Dahsyatnya Media dalam mengangkat figure atau tokoh seseorang untuk kemudian menjadi sosok yang begitu dikenal dan diperbincangkan diberbagai social media memang tidak bisa disangkal lagi, baik media social online, surat kabar dan terutama media Televisi yang benar-benar dirasakan keampuhannya. Media televisi boleh dibilang sebagai garda terdepan dalam mendongkrak popularitas seseorang. Selain Karena jangkauan yang luas , media televisi juga bisa menggambarkan artikulasi secara visual dari sosok objek pemberitaan, yang kemudian bisa dilihat dan disaksikan bukan hanya kalangan menengah atas, tapi juga masyarakat bawah (grass root). Pendek kata media televisi adalah ruang publik yang paling efektif untuk pembentukan citra seseorang menjadi sosok yang dikenal.
Pemberitan media televisi bisa dikemas dengan berbagai cara ; bisa melalui iklan regular yang biasa saja, bisa melalui spot berita yang intensif /masif terhadap objek yang dijadikan berita, atau bisa juga dengan membayar spot khusus pada acara2 di televisi.

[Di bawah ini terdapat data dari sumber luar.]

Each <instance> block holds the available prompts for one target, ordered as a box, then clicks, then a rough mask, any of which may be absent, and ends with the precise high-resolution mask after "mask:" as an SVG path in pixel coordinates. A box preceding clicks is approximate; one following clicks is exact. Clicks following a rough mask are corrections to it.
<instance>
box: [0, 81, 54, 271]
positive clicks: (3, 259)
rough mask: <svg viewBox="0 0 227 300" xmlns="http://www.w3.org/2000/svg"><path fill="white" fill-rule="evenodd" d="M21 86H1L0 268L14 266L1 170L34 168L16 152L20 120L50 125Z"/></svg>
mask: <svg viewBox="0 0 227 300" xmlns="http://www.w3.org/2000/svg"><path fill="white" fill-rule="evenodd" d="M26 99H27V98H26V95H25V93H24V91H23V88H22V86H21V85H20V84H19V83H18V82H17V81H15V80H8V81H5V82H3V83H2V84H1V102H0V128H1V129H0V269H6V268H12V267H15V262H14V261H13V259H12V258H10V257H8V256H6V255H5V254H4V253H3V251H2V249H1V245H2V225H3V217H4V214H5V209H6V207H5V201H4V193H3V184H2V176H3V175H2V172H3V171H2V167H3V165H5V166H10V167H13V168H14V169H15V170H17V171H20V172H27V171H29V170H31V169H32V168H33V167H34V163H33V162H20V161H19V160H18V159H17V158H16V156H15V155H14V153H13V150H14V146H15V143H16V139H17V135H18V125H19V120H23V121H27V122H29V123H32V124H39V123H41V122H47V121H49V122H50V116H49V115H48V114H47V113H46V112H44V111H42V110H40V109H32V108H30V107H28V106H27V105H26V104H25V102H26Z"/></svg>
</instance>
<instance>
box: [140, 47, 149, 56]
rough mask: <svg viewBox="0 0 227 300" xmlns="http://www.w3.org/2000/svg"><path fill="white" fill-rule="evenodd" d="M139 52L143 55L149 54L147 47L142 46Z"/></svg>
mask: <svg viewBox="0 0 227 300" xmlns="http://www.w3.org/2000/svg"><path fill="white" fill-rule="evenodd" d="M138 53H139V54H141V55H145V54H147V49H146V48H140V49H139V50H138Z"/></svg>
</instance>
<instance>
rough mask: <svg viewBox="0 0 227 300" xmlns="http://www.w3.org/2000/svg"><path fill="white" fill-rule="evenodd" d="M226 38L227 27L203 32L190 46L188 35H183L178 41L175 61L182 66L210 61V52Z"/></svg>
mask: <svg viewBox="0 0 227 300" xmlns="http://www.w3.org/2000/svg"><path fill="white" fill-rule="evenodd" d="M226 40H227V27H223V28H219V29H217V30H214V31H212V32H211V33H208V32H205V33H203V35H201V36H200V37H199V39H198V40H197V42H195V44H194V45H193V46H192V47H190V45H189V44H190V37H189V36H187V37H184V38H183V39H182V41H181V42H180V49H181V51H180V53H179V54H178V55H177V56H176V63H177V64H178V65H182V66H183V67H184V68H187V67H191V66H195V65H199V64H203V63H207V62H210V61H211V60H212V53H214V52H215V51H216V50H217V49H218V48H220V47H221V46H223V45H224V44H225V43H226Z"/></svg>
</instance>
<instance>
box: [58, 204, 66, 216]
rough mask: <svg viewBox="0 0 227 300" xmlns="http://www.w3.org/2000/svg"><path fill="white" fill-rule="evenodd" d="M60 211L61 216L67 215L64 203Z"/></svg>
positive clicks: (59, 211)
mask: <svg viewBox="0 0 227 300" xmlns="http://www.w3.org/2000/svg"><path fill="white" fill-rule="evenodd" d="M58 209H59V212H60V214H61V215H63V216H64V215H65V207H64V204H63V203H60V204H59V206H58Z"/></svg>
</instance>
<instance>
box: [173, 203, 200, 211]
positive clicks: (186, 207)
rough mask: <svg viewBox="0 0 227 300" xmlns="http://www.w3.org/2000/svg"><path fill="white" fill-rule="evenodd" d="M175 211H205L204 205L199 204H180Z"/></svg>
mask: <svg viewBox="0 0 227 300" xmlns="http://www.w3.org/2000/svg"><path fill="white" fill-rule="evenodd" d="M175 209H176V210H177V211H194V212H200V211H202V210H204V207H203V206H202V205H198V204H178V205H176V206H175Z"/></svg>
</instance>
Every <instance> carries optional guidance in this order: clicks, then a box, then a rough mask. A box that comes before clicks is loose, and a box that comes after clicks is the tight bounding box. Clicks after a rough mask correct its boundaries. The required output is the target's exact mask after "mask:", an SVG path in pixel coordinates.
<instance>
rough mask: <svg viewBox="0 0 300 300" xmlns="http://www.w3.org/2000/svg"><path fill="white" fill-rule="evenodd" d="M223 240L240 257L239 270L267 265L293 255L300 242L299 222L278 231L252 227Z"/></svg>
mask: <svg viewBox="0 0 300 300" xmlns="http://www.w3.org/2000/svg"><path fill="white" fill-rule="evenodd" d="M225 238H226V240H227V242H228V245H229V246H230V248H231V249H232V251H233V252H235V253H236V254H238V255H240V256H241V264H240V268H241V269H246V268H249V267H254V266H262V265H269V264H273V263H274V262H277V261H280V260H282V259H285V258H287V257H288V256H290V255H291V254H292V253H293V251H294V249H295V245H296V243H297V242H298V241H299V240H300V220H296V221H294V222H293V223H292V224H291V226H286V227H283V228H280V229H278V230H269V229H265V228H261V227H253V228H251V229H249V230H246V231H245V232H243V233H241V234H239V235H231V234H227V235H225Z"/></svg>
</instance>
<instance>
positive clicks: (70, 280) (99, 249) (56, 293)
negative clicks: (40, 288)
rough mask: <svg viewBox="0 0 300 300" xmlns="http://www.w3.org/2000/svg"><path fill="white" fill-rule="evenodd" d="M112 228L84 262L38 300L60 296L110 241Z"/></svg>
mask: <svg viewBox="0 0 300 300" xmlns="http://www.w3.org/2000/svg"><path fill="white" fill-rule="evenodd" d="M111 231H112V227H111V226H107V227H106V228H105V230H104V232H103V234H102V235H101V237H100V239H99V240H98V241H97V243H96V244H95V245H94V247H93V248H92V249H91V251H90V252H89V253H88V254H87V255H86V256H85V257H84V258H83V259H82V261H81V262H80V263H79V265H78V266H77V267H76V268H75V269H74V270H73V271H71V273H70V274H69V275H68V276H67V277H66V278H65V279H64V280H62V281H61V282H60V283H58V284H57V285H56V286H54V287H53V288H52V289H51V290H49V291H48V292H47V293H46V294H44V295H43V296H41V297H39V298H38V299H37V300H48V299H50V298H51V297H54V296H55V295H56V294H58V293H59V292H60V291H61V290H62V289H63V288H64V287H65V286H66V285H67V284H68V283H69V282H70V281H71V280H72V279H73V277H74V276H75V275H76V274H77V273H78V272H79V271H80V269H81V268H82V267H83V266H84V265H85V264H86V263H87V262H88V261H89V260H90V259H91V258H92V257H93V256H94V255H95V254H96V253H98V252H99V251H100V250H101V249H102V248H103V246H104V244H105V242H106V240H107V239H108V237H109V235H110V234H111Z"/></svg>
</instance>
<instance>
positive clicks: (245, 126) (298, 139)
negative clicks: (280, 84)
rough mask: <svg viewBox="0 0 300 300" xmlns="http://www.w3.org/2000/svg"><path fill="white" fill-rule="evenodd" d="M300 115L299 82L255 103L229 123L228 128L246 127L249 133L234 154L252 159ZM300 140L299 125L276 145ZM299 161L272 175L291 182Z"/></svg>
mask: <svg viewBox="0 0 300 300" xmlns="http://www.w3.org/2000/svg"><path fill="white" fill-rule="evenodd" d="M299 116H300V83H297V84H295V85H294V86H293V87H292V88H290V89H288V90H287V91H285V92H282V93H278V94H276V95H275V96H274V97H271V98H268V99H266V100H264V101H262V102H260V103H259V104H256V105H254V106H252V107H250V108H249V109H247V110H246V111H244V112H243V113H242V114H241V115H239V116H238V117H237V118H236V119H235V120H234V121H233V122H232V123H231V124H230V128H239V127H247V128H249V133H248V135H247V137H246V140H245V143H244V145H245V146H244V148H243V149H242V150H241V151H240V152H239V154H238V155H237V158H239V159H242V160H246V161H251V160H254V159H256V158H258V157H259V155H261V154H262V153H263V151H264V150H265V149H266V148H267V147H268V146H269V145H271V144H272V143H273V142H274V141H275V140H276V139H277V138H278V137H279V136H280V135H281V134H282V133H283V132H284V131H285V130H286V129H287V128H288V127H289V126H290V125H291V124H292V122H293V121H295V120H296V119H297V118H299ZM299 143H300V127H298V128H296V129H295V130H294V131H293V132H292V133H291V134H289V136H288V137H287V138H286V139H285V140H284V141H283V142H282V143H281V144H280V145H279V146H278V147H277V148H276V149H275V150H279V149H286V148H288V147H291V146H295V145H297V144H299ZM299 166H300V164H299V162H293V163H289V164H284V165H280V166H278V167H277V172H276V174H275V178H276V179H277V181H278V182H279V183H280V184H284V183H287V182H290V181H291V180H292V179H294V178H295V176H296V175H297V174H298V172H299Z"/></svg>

Dan satu lagi yang juga sering dipakai adalah dengan menyewa (membayar) kepada station TV untuk sering memunculkan pemberitaan sesuai objek berita yang dinegosiasikan, tentunya pemberitaannya diarahkan pada hal yang positip yang bisa mepenagruhi opini publik di masyarakat.Hal ini sudah menjadi rahasia umum bahwa media-media yang ada itu memang bisa dipengaruhi oleh para pemilik modal lain atau bisa juga pemilik modal dari yang mempunyai media itu sendiri. Tentunya tidak pada semua media atau tayangan , tetapi biasanya hanya dipilih pada tayangan2 tertentu terutama yang bersifat politis.
Sebagian masyarakat mungkin masih beranggapan bahwa popularitas tidak menjamin keterpilihan (elektabilitas)seseorang, mungkin ada benar nya , tapi perlu diperhatikan juga bahwa seseorang juga tidak mungkin dipilih dan mempunyai elektabilitas tinggi bila sebelumnya orang tersebut tidak banyak dikenal publik (popular). Dengan demikian bisa dipahami bahwa seseorang yang mempunyai elektabilitas tinggi maka modal utama adalah harus sudah mempunyai popularitas terhadap dirinya.
Bagi figure /tokoh yang sudah mempunyai popularitas atau mungkin lumayan besar mempunyai modal popularitas, kemudian ingin mendongkrak terus popularitas tersbut , maka dia harus menjadi Media darling (disukai para pemburu berita). Hal ini sudah pernah dialami oleh presiden SBY pada masa pemilu 2004 dan 2009.
Dengan adanya modal popularitas maka akan lebih mudah bagi seseorang/figure tersebut untuk mencuri perhatian masyarakat melalui pemberitaan-pemberitaan media yang diharpakan nantinya akan mempunyai nilai plus (tambah) untuk meningkatkan atau mendongkrak elektabilitas . Untuk mewujdkan semua itu perlu dibangun pencitraan yang baik ditengah masyarakat, agar nantinya timbul simpati dan keberpihakan masyarakat kepada tokoh /figur tersebut.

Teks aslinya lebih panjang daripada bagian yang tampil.